Judge Vaughn Walker’s decision yesterday overruling Proposition 8 on due process and equal protection grounds was everything that marriage equality supporters could have hoped for. But despite all the exuberance, everyone knew that appealing the case was only a matter of time – and the U.S. Supreme Court would have final say. Walker’s legal analysis argued that “strict scrutiny” was the standard for laws that discriminate against gays and lesbians, but said that Prop 8 even failed the more lenient “rational basis” test. All along, however, we knew that Walker’s opinion wouldn’t matter – higher courts can always disagree, and the opposition had long counted on losing at the trial level. But the 138-page ruling matters a great deal now because of its first 109 pages – “findings of fact” that cannot be reversed on appeal. Appellate courts can override what a trial judge says on matters of law, but on questions of fact he or she is the arbiter. This was the first gay marriage case to have a full-blown trial, allowing the court to rule on 80 questions of fact that can go a long way to protect equality as the case gets appealed.

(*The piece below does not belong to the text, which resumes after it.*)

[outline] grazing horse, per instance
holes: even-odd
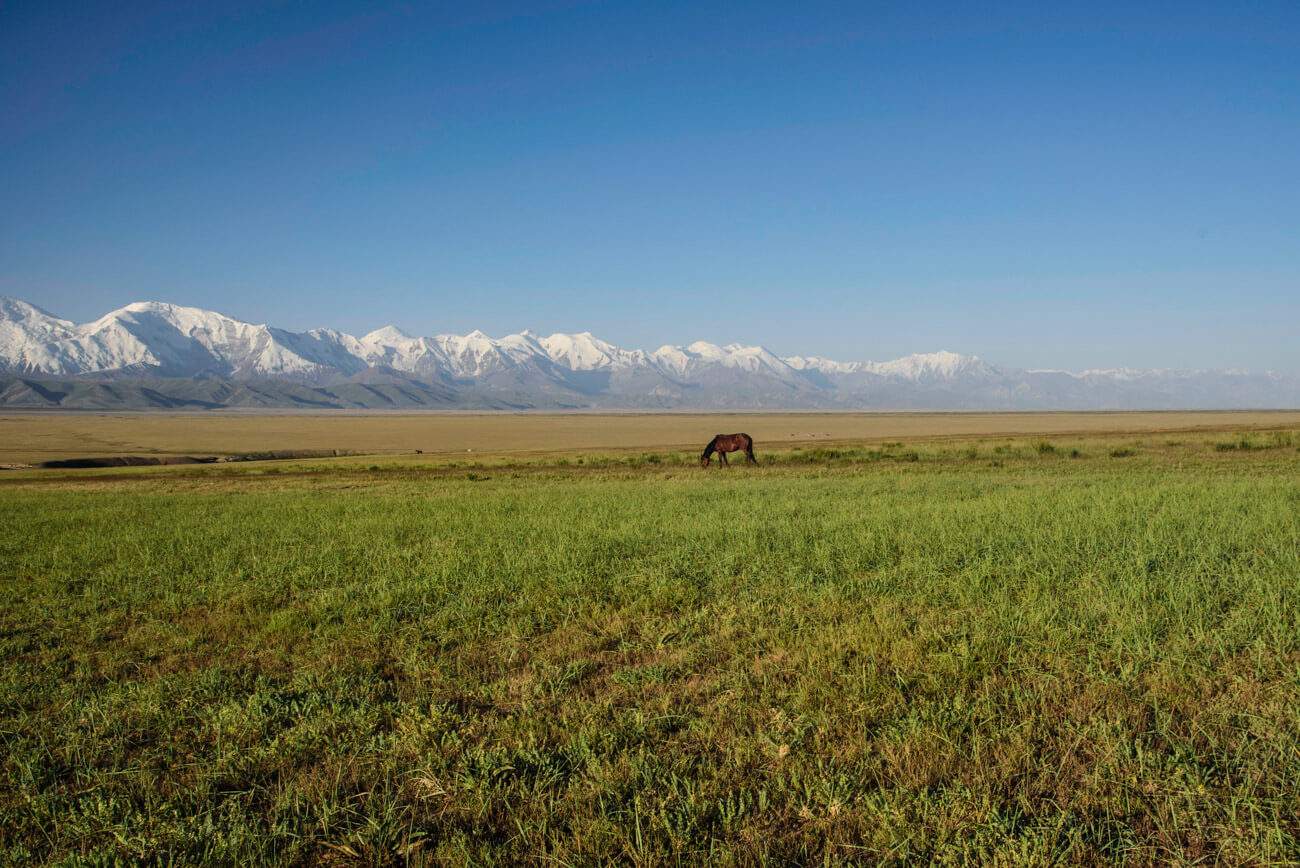
[[[754,457],[753,437],[748,434],[719,434],[709,441],[708,446],[704,447],[704,454],[700,456],[700,466],[708,467],[709,456],[716,452],[718,457],[722,459],[722,463],[730,467],[731,463],[727,461],[727,453],[740,452],[741,450],[745,452],[746,464],[751,461],[755,464],[758,463],[758,459]]]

Judge Walker’s arguments on why Prop 8 violates due process were particularly helpful, because he couched it within the context that gay couples just want to join the institution of marriage – which courts have repeatedly said is a fundamental right. “Plaintiffs do not seek recognition of a new right,” he wrote on page 114. “To characterize [the] objection as ‘the right to same-sex marriage’ would suggest that plaintiffs seek something different from what opposite-sex couples across the state enjoy – namely, marriage. Rather, plaintiffs ask California to recognize their relationships for what they are: marriages.”

On the equal protection grounds, Walker effectively argued that trial testimony proved that same-sex couples are a suspect class – which puts laws like Prop 8 that discriminate against them to a higher “strict scrutiny” standard. But knowing that a higher court may not agree, he concludes that Prop 8 fails even the “rational basis” test – and adequately debunked all possible rationales. “Many of the purported interests identified by proponents,” he wrote on page 132, “are nothing more than a fear or unarticulated dislike of same-sex couples. Those interests that are legitimate are unrelated to the classification drawn by Prop 8.”

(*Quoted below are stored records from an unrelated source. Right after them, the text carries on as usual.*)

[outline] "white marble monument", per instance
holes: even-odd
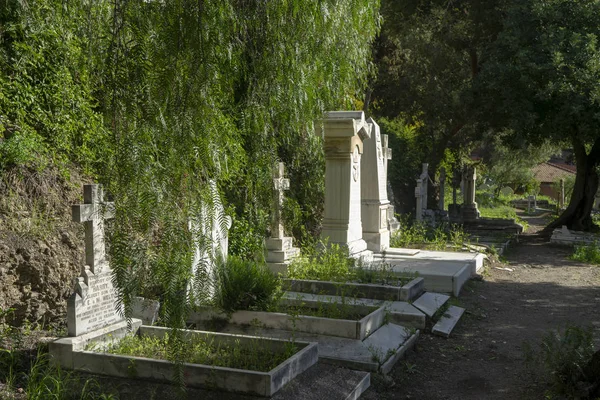
[[[369,258],[361,216],[361,156],[371,125],[362,111],[333,111],[323,121],[325,141],[325,215],[321,237]]]
[[[390,247],[387,152],[384,153],[379,125],[371,118],[367,123],[371,125],[371,139],[363,143],[361,161],[362,237],[369,250],[380,252]]]
[[[203,203],[199,215],[192,217],[189,222],[195,248],[188,291],[195,303],[213,295],[215,263],[218,259],[227,260],[229,229],[232,225],[231,217],[225,215],[216,181],[209,181],[209,189],[213,203]]]
[[[122,310],[117,308],[104,246],[104,220],[113,217],[114,205],[103,202],[100,185],[84,185],[83,198],[84,204],[72,207],[73,221],[85,227],[85,266],[77,278],[75,293],[67,300],[69,336],[80,336],[124,320]]]
[[[292,237],[286,237],[283,229],[283,192],[289,190],[290,180],[284,177],[282,162],[273,168],[273,216],[271,222],[271,237],[266,240],[267,266],[275,273],[285,274],[290,262],[300,254],[300,250],[293,247]]]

All of which are sound legal conclusions – but irrelevant if a higher court can reverse them. What the Ninth Circuit and the U.S. Supreme Court cannot do is overrule findings of fact and credibility judgments that Walker made in the first part of his ruling. And it’s those eighty facts – “stubborn things,” as Ronald Reagan called them – that cannot go away. Even if higher court judges have different opinions, the factual findings are there.

Past gay marriage trial decisions were made on summary judgment – where the parties did not contest questions of fact, and judges were asked to simply rule as a matter of law. Here, the Prop 8 litigants had a full-blown trial for two weeks – where our side produced a stellar line-up of expert witnesses who convincingly made the case that Prop 8 violated the 14th Amendment. Homophobia was on trial, and when faced with the facts the opposition had nothing to say. All but two of their expert witnesses withdrew.

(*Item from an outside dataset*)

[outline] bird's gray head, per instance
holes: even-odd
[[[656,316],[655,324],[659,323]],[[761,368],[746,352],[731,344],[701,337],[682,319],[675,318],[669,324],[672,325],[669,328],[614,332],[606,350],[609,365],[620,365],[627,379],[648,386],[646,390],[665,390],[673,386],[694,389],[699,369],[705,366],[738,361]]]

What factual findings did Judge Walker make, after weighing the evidence heard at trial?

Fact #44: Sexual orientation is fundamental to a person’s identity and is a distinguishing characteristic that defines gays and lesbians as a discrete group. For years, the debate as to whether gays and lesbians are a “suspect class” that entitles them to a strict scrutiny analysis hinges on whether we believe a person’s sexual orientation is immutable. By listening to both sides argue that question, Walker has made a finding of fact that it is indeed something we cannot change. I’d love to see Scalia challenge that.

Fact #58: Prop 8 places the force of law behind stigmas against gays and lesbians, including: gays and lesbians do not have intimate relationships similar to heterosexual couples; gays and lesbians are not as good as heterosexuals; and gay and lesbian relationships do not deserve the full recognition of society. In Romer v. Evans (1996), the U.S. Supreme Court overruled an anti-gay initiative in Colorado because sheer animus is not a rational basis for discriminating against a group of people. Again, a higher court can disagree with Walker’s legal conclusions – but not his facts.

Fact #79: The Prop 8 campaign relied on fears that children exposed to the concept of same-sex marriage may become gay or lesbian. The reason children need to be protected from same-sex marriage was never articulated in official campaign advertisements. Even if a higher court disagrees with Walker that discrimination against gays must pass strict scrutiny, Prop 8 must still be based on articulable reasons that are rationally related to a legitimate state purpose. The Prop 8 campaign ran fear-mongering ads that relied on deep prejudices – appealing to the voters’ worst instincts.

You can read all 80 findings of facts – from pages 54 to 109 – in Judge Walker’s ruling here.

Many gay advocates – myself included – were deeply skeptical of pursuing this case in the federal courts, knowing full well that a conservative U.S. Supreme Court could set back marriage equality for decades. But what taking this case to trial – rather than expedited summary judgment hearings – allowed us to do was to set up a factual framework, which cannot be reversed on appeal. And for that reason, I am more optimistic now that I was six months ago that justice will prevail.